Изменить стиль страницы

– Дульси…

– Тебе нравилось расследовать убийство Бекуайта.,

– Да, но здесь не было убийства.

Пёстрая кошка сидела, напряжённо прижав уши и продолжая бить хвостом.

– А теперь тебя волнует эта воровка – домушница, ты шпионишь за ней только потому, что она любит всякие красивые штуки.

– Да ладно, Дульси. Эта женщина – преступница!

Женская логика подруги сводила его с ума.

– Я полагаю, – сказала Дульси, – тебе наплевать, что Джейн Хаббл не единственная пропавшая. Пятеро пациентов были переведены в Заботу, и с тех пор их никто не видел.

– Старушке стоит написать Спилбергу. Ты же слышала, Эула говорила, что некоторых из них видели: ту, которой удаляли катаракту, и мужчину, который провел целый день со своим адвокатом.

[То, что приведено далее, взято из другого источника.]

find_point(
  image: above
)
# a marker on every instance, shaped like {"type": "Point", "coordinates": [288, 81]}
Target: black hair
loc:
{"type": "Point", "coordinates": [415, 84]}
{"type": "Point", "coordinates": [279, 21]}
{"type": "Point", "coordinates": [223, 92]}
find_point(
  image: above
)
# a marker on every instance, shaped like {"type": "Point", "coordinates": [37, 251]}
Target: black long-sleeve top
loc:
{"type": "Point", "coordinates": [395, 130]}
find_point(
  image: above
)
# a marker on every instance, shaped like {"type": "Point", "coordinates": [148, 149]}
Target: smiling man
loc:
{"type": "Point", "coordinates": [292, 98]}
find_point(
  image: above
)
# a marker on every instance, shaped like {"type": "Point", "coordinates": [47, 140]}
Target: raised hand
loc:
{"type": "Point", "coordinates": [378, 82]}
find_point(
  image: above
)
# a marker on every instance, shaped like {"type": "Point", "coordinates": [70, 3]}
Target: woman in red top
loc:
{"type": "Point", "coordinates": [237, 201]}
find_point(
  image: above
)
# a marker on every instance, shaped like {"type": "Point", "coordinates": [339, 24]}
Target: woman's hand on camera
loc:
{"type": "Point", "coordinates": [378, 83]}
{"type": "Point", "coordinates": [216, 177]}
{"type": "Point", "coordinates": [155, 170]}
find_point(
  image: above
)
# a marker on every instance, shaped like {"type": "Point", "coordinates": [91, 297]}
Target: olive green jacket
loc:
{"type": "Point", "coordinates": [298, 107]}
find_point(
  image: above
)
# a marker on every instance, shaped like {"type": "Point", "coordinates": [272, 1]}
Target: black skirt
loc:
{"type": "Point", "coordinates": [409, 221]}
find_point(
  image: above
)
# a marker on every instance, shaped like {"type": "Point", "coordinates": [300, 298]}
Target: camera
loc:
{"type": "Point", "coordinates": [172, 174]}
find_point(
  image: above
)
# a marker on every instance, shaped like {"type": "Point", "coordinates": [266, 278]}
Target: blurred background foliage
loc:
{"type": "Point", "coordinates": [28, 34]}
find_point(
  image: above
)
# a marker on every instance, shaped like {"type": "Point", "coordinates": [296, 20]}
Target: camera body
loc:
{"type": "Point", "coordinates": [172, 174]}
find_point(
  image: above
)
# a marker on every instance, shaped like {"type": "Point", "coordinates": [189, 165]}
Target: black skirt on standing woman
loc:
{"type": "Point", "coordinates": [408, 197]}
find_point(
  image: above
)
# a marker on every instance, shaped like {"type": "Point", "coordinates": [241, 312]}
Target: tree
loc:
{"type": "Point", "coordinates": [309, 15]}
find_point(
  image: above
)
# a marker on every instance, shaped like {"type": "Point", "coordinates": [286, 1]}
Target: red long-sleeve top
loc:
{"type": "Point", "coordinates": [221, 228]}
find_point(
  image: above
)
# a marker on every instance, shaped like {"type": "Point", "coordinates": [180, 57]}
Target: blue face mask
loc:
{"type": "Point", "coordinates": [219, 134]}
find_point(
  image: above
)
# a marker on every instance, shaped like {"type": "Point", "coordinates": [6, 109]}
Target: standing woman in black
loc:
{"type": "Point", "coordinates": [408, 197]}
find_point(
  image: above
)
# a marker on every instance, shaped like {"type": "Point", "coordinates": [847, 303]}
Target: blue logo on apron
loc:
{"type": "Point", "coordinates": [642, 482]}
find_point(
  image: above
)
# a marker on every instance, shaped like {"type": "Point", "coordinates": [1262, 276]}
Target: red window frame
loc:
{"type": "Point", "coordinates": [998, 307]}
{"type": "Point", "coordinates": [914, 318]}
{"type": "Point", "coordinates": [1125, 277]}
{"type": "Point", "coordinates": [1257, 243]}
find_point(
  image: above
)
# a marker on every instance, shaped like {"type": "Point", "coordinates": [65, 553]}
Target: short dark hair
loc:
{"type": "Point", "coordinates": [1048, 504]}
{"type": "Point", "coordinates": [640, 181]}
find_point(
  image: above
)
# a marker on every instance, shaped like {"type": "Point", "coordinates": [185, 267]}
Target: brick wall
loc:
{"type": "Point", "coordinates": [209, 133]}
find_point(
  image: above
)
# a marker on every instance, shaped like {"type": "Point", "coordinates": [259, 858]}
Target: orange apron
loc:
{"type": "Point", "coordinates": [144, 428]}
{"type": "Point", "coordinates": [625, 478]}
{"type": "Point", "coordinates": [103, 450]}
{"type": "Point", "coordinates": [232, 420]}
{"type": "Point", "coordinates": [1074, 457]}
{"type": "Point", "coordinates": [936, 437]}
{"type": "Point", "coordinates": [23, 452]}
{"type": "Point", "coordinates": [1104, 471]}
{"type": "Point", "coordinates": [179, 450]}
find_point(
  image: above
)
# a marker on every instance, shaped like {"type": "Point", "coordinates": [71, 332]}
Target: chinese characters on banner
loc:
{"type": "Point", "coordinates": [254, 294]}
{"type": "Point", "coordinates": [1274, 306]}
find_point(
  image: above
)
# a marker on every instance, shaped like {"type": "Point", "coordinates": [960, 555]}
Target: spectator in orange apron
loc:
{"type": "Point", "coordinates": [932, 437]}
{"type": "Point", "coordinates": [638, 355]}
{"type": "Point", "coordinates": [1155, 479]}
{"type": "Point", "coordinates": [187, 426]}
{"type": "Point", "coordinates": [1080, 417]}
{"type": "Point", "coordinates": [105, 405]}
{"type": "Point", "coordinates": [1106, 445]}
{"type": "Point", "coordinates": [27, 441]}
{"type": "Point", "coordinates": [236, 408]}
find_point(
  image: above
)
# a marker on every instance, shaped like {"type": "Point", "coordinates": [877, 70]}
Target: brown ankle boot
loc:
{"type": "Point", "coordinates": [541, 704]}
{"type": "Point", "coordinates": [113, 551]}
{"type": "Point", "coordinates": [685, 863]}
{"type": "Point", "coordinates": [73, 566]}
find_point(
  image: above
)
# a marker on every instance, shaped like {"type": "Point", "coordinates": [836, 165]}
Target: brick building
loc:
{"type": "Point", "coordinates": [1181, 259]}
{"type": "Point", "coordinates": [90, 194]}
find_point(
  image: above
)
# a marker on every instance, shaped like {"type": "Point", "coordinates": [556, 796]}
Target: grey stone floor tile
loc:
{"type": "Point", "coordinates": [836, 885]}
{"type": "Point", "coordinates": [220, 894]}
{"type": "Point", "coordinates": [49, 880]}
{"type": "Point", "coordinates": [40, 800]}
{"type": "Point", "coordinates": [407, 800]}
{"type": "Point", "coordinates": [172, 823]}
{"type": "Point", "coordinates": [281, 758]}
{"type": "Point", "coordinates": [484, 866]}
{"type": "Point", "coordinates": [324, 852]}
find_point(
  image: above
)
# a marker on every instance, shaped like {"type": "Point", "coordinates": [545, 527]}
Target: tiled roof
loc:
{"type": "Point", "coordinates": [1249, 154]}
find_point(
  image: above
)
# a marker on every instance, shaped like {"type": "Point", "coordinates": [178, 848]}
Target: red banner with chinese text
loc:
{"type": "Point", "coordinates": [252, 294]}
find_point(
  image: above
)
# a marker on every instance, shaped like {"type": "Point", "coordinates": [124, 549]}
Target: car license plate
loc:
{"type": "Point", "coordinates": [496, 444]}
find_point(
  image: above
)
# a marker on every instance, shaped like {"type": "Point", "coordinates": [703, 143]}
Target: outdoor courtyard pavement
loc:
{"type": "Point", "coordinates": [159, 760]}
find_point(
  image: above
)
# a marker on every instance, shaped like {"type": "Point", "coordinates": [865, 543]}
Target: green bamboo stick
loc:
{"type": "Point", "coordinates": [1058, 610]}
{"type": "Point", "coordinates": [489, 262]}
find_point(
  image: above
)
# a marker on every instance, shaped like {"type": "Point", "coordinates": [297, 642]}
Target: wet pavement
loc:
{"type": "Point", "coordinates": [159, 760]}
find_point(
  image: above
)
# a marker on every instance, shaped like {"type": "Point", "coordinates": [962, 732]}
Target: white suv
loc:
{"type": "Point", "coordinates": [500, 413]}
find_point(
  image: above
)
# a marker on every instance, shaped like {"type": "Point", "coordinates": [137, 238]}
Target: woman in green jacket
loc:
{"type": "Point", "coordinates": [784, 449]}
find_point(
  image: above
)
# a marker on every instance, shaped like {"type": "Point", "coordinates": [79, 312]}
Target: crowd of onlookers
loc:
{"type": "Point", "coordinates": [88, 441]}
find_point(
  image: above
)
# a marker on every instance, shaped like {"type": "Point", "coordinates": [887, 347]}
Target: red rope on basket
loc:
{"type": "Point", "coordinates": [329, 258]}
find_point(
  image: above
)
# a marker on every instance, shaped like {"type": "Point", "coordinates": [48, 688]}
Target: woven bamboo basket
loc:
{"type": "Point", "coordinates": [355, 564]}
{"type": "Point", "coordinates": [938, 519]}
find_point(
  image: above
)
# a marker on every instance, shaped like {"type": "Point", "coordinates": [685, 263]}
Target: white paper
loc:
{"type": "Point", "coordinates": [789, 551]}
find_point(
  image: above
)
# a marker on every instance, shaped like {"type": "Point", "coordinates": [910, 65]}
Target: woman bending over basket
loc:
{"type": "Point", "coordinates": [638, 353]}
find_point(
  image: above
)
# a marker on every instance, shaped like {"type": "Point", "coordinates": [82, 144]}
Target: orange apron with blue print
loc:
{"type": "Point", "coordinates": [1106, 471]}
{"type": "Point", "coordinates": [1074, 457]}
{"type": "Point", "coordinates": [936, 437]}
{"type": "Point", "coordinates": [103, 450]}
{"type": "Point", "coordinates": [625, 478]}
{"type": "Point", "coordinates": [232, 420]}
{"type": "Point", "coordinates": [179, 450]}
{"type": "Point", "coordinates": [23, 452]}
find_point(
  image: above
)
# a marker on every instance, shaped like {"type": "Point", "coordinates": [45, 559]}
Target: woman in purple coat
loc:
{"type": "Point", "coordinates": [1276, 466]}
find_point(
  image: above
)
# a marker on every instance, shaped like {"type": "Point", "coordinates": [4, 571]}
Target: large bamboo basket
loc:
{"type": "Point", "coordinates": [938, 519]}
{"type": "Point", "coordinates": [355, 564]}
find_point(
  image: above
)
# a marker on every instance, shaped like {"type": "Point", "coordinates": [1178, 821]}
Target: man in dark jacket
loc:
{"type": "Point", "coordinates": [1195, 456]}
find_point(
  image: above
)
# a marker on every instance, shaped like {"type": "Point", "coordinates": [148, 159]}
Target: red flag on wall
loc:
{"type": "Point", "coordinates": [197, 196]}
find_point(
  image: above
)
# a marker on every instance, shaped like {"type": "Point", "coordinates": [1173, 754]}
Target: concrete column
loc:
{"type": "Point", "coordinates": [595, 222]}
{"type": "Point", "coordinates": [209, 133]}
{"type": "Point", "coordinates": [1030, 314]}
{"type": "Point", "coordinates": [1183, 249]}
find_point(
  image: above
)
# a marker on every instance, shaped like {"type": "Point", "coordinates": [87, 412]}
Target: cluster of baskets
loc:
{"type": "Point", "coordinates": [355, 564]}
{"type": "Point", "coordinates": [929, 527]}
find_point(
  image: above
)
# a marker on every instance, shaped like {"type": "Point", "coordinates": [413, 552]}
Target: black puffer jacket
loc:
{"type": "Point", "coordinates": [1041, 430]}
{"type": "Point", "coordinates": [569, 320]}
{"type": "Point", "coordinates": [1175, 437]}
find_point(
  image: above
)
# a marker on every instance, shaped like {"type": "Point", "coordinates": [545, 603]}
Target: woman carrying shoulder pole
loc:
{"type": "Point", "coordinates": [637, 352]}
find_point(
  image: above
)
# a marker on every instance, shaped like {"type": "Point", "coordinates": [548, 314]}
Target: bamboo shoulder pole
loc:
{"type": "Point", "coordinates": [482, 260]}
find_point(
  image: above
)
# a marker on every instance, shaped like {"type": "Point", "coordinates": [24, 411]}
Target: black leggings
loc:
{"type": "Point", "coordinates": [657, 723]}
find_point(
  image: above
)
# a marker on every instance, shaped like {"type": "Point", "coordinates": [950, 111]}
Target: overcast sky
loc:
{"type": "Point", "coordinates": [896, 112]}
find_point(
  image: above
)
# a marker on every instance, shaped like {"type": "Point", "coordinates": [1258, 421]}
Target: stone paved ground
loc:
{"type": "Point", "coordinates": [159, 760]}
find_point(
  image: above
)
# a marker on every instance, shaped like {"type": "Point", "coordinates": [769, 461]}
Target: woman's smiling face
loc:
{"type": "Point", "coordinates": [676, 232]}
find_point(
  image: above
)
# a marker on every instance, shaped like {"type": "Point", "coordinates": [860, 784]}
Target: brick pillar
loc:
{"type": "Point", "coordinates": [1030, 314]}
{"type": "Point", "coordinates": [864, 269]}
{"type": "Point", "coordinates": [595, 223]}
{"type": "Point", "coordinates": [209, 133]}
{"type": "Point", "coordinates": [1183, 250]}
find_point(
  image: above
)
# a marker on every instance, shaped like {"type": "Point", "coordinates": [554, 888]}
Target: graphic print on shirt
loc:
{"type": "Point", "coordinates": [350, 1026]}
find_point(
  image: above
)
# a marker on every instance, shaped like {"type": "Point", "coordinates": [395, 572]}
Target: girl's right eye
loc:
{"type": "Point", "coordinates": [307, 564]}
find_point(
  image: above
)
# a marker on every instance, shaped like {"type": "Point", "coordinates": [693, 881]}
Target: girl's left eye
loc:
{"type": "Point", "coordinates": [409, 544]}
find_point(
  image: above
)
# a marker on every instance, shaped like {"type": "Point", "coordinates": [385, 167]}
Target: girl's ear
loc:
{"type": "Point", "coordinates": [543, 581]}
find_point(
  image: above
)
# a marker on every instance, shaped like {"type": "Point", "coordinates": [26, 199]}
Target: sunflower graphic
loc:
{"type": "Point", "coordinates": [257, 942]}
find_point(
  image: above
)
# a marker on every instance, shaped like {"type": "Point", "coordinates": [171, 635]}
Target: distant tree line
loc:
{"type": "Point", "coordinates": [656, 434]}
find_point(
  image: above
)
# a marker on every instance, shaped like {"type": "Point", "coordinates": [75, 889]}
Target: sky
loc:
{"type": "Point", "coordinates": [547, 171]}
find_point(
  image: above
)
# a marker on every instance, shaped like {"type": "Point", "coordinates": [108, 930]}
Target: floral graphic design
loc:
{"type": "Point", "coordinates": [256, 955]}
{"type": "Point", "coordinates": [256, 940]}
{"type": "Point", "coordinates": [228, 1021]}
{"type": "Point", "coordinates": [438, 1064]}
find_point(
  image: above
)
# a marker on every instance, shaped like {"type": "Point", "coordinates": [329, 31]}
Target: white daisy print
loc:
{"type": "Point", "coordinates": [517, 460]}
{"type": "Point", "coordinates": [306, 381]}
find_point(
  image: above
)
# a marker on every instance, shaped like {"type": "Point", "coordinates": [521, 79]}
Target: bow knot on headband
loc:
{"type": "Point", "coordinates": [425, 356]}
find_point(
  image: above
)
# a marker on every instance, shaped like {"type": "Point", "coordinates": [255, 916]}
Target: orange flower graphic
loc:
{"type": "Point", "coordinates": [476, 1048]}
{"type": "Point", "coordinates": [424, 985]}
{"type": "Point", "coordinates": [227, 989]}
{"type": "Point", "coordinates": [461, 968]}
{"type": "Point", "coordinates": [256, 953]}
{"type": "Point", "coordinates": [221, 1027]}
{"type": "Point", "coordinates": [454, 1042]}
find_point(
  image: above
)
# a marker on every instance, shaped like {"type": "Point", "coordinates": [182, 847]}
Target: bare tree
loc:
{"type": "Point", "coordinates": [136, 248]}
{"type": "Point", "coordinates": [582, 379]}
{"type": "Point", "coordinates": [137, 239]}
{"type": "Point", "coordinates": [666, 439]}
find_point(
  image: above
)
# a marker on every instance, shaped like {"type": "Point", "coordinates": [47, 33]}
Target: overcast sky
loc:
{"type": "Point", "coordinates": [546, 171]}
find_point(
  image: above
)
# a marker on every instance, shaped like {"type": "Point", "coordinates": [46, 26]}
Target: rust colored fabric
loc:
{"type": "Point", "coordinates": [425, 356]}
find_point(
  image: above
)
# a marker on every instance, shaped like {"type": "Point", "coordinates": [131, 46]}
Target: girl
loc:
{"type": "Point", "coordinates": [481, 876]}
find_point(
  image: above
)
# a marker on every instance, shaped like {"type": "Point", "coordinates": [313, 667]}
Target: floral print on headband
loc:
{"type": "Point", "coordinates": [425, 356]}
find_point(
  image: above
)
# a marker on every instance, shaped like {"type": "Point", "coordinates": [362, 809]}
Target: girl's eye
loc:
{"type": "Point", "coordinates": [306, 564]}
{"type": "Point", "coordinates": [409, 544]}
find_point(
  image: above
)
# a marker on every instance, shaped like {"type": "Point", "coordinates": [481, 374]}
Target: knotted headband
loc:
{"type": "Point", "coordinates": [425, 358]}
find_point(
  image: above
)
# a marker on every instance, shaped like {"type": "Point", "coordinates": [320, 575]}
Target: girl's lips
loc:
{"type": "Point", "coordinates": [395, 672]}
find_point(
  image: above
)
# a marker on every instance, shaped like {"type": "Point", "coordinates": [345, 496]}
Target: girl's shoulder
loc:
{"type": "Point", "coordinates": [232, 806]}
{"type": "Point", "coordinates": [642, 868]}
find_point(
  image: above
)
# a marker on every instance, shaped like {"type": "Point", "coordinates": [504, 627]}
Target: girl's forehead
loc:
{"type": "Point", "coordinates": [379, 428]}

Дульси мрачно взглянула на кота. Ответа у неё не было, но это не могло изменить её решения. Джо сердито смотрел вниз, на огни городка.

– Если я помогу тебе поймать воровку, что, на мой взгляд, глупо, ты поможешь мне в поисках Джейн Хаббл, – постановила она.

– Если это так глупо, зачем ты читаешь все эти заметки про неё? Почему?

– Ты мне поможешь? Вдвоём искать безопаснее, – тихо попросила она.

Джо понял, что пора сдаваться. Она знала его слабые места,

– Для начала я хочу обыскать больничное крыло. – Дульси следила за его реакцией прищуренными глазами. – Если мы проберемся в Заботу, мы сами сможем убедиться, там все эти люди или нет. Вот проблема и решится.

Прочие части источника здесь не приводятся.